People generally don’t like admitting that there is no value to what they are doing, so they reflexively push back on the idea that the naive forecast can work better than their models.
If a forecast model cannot beat the naive forecast, or if can do so, but the effort put into creating the naive forecast is not worth the improvement, then the naive forecast should be used. Comparing a method against the naive forecast is how a forecast method is determined if it adds value. For instance, many people are very positive on Croston’s as a method for improving lumpy demand forecasting. However, a number of tests have not shown that Croston’s is more accurate than more simple methods.
Gilliland makes the additional point that one should give it time when evaluating a forecasting step.
The Forecast Value Added (FVA) approach is intended to be objective and scientific, so you must be careful not to draw conclusions that are unwarranted by the data. For example, measuring FVA over one week or one month does not provide enough data to draw any valid conclusions. Period to period, FVA will go up and down, and over short time frames FVA may be particularly high or low simply due to randomness. When you express the results . . . be sure to indicate the time frame reported, and make sure that time frame has been long enough to provide meaningful results.
However, while this is necessary for many improvements made to the forecast, within statistical forecasting it’s possible to turn the clock back and make a forecasting application think that it is six months prior to the current date. When this is done, a naive forecast can be compared against the forecast that was generated by the company versus the actuals to determine if the naive forecast performed better. However, what often cannot be accomplished is to be able to differentiate between the system generated forecasting and the naive forecast, because the manual changes are saved as the final forecast. When this comparison is being made, unless the system generated forecast is known, this test will not tell you if the naive forecast was inferior or superior to the system generated forecast, and that is a problem.
In order to be able to perform a naive forecast the application must be able to create a forecast, and store it in a location that does not interact with the final forecast. This naive forecast can be created offline in the production application without affecting the live forecast. This naive forecast is therefore kept separate from the forecast (called the final forecast), which is sent to the supply planning system. It is not necessarily the best approach to perform the naive forecast in the same system as is used for production if that system is not a good prototype environment. It simply depends on the system that is being used.

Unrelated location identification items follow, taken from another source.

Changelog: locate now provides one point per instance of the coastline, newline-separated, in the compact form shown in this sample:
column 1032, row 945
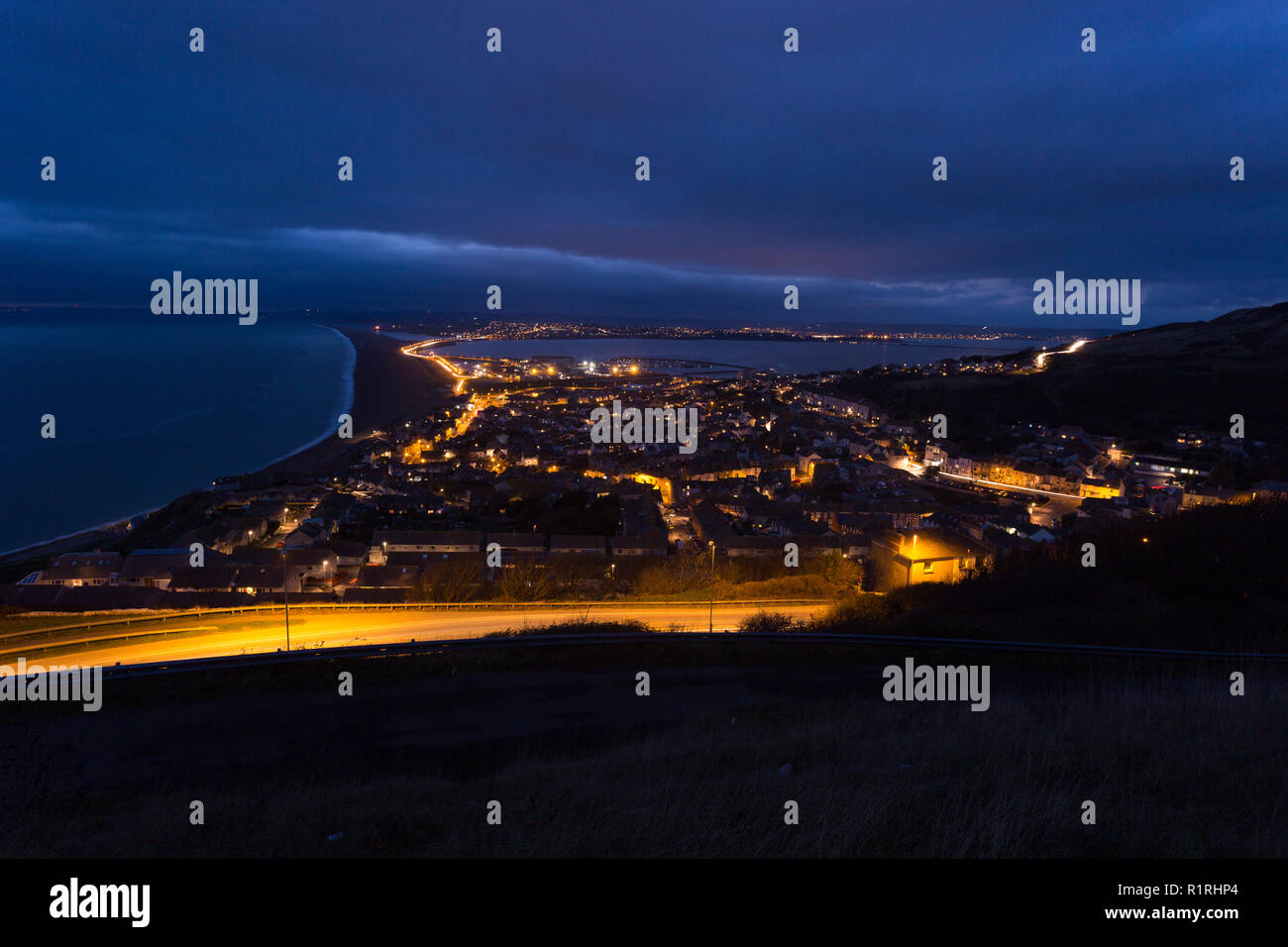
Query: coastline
column 382, row 386
column 386, row 386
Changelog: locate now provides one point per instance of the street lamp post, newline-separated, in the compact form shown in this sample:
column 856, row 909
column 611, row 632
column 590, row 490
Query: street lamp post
column 286, row 603
column 711, row 615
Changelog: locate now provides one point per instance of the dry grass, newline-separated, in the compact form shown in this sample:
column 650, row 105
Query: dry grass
column 1176, row 767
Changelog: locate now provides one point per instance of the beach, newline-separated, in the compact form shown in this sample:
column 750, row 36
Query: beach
column 386, row 388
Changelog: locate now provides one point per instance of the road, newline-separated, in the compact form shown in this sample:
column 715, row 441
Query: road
column 250, row 634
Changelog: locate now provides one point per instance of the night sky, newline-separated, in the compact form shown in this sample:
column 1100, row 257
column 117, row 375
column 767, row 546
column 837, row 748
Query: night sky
column 767, row 166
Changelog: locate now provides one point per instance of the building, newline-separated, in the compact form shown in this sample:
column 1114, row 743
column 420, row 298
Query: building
column 81, row 569
column 927, row 554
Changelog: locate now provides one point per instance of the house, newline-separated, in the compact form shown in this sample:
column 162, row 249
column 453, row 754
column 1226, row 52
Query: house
column 267, row 579
column 153, row 567
column 403, row 577
column 527, row 544
column 222, row 578
column 638, row 545
column 316, row 566
column 81, row 569
column 384, row 541
column 579, row 545
column 926, row 554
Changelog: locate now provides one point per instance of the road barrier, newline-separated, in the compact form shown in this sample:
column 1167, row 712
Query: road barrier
column 18, row 641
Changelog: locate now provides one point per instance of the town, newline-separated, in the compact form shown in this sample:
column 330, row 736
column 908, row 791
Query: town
column 797, row 488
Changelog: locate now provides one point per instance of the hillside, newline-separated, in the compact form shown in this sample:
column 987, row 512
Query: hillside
column 1142, row 384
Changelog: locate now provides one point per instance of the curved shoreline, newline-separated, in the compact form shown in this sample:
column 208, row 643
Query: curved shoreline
column 380, row 386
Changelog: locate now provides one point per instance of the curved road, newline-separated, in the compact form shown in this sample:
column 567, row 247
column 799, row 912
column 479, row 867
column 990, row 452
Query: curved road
column 252, row 634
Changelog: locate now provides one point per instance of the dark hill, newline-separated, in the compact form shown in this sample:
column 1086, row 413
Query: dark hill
column 1142, row 384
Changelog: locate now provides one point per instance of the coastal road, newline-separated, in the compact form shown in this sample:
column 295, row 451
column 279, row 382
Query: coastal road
column 252, row 634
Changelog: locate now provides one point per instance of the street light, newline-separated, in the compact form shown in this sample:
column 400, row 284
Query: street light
column 711, row 615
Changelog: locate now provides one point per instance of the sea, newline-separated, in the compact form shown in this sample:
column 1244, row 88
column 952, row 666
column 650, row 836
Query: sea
column 785, row 357
column 146, row 408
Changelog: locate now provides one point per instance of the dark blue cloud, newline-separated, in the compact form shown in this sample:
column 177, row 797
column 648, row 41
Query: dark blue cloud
column 768, row 167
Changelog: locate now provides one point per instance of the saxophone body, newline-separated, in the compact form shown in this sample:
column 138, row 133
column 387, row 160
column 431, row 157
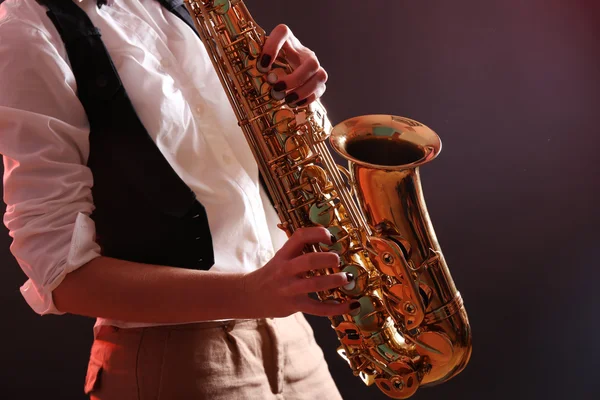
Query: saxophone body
column 412, row 329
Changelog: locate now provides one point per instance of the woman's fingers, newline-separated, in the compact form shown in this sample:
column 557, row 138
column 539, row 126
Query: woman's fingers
column 312, row 89
column 322, row 309
column 302, row 237
column 319, row 283
column 312, row 261
column 273, row 45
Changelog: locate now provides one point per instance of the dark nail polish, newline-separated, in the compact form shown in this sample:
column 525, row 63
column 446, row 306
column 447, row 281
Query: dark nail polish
column 265, row 60
column 280, row 86
column 290, row 98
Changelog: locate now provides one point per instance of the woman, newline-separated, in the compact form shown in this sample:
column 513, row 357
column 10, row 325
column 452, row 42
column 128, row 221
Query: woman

This is essentially a forecast simulation, a term which is very rarely used with forecasting. (Note that scmfocus.com has an entire sub-blog dedicated to simulation.) However, it is increasingly apparent that in order to gain more knowledge of how to improve forecasting, companies must begin to perform forecasting simulations.
It is important to “baseline” the forecast by performing a naive forecast for all products because this allows the company to understand how much value is being added with the current forecasting process. It also helps provide an impression of how difficult the products are to forecast, and when a better forecasting method is applied, it can be understood how much value that method is adding to the forecast.